I am not proud to be an American.

First of all, if you know me at all, you know that I truly DO love my country, and that I’m going to twist that statement to prove a point. So don’t jump to any conclusions yet !! By the time we’ve finished this morning, you’ll know exactly what I mean, and you’ll probably agree.

But first, welcome to “Mornings with Bishop Robert,” thanks for popping in and spending a few minutes together. My goal is to introduce people to the Jesus they never knew, and help them get to know Him and His word personally – and better ! If our time together today makes you think or speak to your heart, then let me invite you to like, subscribe and share it with a friend ! Let’s dive in!

Why would I say “I’m not proud to be an American” and what could I possibly mean? Let me begin my explanation by defining the word “PRIDE,” since that lies at the core of what I’m trying to convey.

Up until very recently, pride was a concept related to accomplishment. In today’s woke culture there has been a deliberate move to blur that distinction, eliminate competition of all types, recognise participation and assign “pride” to things which have no logical connection to personal accomplishment whatsoever. In other words, people announce that they are “proud” of things they have absolutely no control over.

So when I say, “I’m not proud to be an American” it is not a political statement or a value judgement at all. I had absolutely nothing whatsoever to do with that outcome. I didn’t evaluate the various countries on the planet in some pre-birth location and decide to get in the “American” line. I cannot be “proud” of something that was a result of factors I was utterly unaware of, had no control over, and couldn’t possibly impact if I wanted to. For the record, I’m also not proud of being born on a Monday, having incredibly blue eyes or possessing a belly button.

Pride is properly claimed when we have invested significant time and effort in order to achieve or become something. One of my sons invested years of training into earning his black belt in karate. He can say, “I’m proud to have a black belt” because he earned it and it marks an incredible accomplishment.
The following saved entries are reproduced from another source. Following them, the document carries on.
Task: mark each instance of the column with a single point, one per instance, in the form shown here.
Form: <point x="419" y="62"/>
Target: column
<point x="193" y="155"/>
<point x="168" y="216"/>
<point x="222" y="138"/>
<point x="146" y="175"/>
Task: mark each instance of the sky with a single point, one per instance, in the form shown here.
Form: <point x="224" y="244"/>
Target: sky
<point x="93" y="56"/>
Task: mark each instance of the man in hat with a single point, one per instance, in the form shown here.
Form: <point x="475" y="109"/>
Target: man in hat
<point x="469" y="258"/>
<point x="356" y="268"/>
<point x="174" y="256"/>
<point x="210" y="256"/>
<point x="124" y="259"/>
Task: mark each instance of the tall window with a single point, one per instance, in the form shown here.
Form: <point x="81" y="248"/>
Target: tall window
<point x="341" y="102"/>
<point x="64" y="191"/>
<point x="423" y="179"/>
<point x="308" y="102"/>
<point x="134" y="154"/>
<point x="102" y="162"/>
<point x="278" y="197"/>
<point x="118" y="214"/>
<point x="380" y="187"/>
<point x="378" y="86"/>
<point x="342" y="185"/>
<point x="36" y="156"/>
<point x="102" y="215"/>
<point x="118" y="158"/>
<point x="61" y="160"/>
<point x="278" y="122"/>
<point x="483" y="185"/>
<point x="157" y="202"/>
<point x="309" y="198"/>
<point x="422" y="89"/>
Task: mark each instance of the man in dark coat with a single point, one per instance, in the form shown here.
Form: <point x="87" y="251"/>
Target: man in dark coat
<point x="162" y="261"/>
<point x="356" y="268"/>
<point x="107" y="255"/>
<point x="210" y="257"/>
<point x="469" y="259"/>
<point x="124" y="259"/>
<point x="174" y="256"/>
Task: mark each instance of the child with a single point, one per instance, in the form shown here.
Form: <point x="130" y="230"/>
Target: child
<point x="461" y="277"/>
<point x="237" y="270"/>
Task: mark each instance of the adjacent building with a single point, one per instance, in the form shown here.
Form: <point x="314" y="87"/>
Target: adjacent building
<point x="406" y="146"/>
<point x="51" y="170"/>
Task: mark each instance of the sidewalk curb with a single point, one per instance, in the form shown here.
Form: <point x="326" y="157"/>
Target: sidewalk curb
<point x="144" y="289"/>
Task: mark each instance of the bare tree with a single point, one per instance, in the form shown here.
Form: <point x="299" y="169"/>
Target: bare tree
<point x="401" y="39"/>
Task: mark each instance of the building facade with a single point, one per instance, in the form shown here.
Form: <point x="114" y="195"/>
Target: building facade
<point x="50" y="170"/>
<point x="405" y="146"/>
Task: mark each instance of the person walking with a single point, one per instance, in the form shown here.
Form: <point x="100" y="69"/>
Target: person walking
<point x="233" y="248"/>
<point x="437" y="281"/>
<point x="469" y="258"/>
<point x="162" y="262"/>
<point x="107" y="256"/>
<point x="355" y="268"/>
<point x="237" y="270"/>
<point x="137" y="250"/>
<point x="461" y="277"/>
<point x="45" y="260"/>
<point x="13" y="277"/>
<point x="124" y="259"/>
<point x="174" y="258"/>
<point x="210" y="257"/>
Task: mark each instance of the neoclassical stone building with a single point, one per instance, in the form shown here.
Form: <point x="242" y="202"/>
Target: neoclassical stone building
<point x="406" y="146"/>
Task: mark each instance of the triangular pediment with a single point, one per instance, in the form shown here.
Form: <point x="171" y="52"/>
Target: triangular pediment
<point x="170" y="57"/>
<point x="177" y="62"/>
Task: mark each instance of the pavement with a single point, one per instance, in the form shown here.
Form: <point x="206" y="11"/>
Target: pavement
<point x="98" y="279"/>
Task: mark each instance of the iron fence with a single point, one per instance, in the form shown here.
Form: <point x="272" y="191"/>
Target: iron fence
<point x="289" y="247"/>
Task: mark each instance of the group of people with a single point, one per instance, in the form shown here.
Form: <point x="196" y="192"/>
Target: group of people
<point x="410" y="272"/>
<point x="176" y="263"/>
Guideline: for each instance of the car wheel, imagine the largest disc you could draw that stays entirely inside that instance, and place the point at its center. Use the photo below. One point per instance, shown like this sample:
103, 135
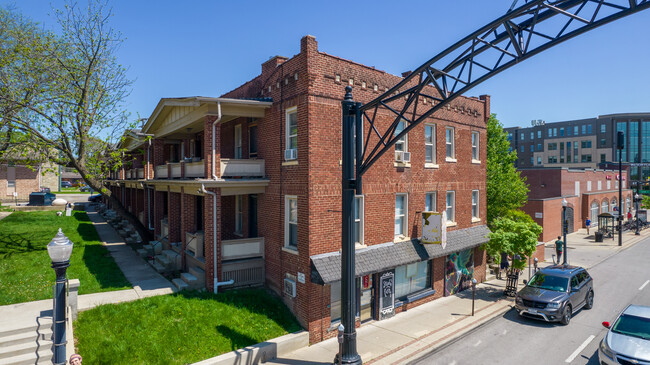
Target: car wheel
589, 303
566, 317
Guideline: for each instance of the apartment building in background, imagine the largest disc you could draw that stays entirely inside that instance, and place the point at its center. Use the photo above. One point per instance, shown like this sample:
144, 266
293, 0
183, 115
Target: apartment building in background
247, 187
585, 143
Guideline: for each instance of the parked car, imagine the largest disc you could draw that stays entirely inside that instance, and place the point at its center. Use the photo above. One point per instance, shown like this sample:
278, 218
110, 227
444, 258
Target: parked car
628, 339
95, 198
549, 297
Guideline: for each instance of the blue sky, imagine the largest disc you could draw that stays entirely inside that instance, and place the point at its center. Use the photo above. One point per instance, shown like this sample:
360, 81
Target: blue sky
181, 48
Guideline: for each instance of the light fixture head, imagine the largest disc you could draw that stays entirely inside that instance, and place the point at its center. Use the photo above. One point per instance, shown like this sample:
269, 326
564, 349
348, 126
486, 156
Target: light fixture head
60, 248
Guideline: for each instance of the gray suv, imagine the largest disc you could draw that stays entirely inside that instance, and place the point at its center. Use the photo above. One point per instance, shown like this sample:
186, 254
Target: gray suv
549, 297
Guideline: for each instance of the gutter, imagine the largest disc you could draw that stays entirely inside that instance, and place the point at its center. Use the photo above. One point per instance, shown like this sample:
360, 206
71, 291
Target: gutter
214, 174
216, 282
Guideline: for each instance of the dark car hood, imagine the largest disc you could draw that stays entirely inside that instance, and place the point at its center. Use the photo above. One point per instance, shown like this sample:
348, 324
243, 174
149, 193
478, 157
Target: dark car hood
541, 295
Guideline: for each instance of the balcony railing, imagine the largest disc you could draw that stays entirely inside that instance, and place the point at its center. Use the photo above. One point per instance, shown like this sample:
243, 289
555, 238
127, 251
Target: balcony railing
232, 167
195, 169
162, 172
175, 169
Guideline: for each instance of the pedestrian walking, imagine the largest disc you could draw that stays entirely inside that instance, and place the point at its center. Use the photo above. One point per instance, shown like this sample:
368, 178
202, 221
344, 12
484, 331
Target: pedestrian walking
504, 265
559, 247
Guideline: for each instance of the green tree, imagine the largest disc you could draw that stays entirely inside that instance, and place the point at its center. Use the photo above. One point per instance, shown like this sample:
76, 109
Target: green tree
506, 189
515, 234
63, 94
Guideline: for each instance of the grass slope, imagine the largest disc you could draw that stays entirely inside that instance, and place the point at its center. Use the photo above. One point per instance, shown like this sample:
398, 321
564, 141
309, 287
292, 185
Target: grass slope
25, 267
181, 328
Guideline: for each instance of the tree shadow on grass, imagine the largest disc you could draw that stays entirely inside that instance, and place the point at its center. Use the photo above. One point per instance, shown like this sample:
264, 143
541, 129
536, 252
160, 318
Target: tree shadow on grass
16, 243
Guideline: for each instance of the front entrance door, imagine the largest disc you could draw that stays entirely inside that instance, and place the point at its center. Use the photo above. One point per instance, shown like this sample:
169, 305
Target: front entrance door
252, 215
364, 285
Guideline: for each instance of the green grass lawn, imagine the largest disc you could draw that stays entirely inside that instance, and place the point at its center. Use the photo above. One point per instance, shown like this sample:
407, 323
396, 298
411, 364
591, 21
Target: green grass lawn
180, 328
25, 267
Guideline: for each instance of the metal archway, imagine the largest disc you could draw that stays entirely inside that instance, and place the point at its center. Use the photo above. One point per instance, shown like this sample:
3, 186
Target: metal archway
521, 33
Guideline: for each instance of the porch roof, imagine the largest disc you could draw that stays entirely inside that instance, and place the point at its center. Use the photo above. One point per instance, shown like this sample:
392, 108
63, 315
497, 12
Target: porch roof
326, 268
Someone who purchases one online may “have” a black belt (in the sense of being in physical possession of one), but if they said they were “proud” to have one it would be absurd. A Canadian friend just submitted her final exam to the faculty at the Queen Mary University School of Law, one of the top ranked law schools in the world. Years of hard work will result in a degree she can be “proud” of, to be sure. But if I grab an image of a Harvard law degree online and add my name, different story. That’s a cause for shame, which is the opposite of pride. There is such a thing as “stolen valor,” too. And that brings us to today’s verse.

Today’s verse says DON’T TRY TO IMPRESS OTHERS.

I said shame is the opposite of pride, but you may think the opposite of pride is humility. But isn’t shame what one should feel when dishonestly claiming honor or accolades, either for some accomplishment they never achieved or for a characteristic over which they have no control. Humility is putting your accomplishments in their proper perspective; and using whatever skills, licenses, titles or positions you may possess to serve others. Trying to impress others will drive them away, while trying to serve them will tend to draw them in and allow us to impact their lives.

Trying to impress people is a matter of HOLDING UP things we want others to see in the hopes they will think more highly of us. Serving other people is a matter of HOLDING OUT our skills, gifts and talents to enable them to gain some benefit or assistance. Pride leads us towards arrogance, humility towards gentleness.

As followers of Jesus, we shouldn’t look only to our own interests, but also to the interests of others. We ought to do nothing from rivalry or conceit, but in humility count others more significant than ourselves; serving Christ by serving those He loves. It’s when they see Him in us that lives are changed. Jesus told His disciples that He didn’t come to be served, He came to serve. As we follow Him, we should be imitators of God, the way children imitate a beloved parent. We need to walk out our love, just as Christ loved us and gave Himself up for us. If we say we are following Him, we ought to walk in the same way in which He walked. Serving, loving, giving and caring.


People will focus on pride, and create days, weeks and months to take pride in things that are valueless at best and destructive at worst; things which are not “accomplishments” at all. How should we deal with prideful people?

Try to serve them. Determine to love them. Look for ways to let them see the love of God and the power of God in you. That’s the road Jesus walked. Lead them to Jesus, and let Him sort out their confusion and sin. Jesus is able to change whatever needs to be changed. He is able to add or remove whatever He wishes as people conform themselves to Him and His image. It’s our job to love, to serve, to teach by word and example; it’s His job to save others and conform them to His image.

Instead of speaking of pride, let’s speak of loving service. How can you and I show someone the love of Christ today?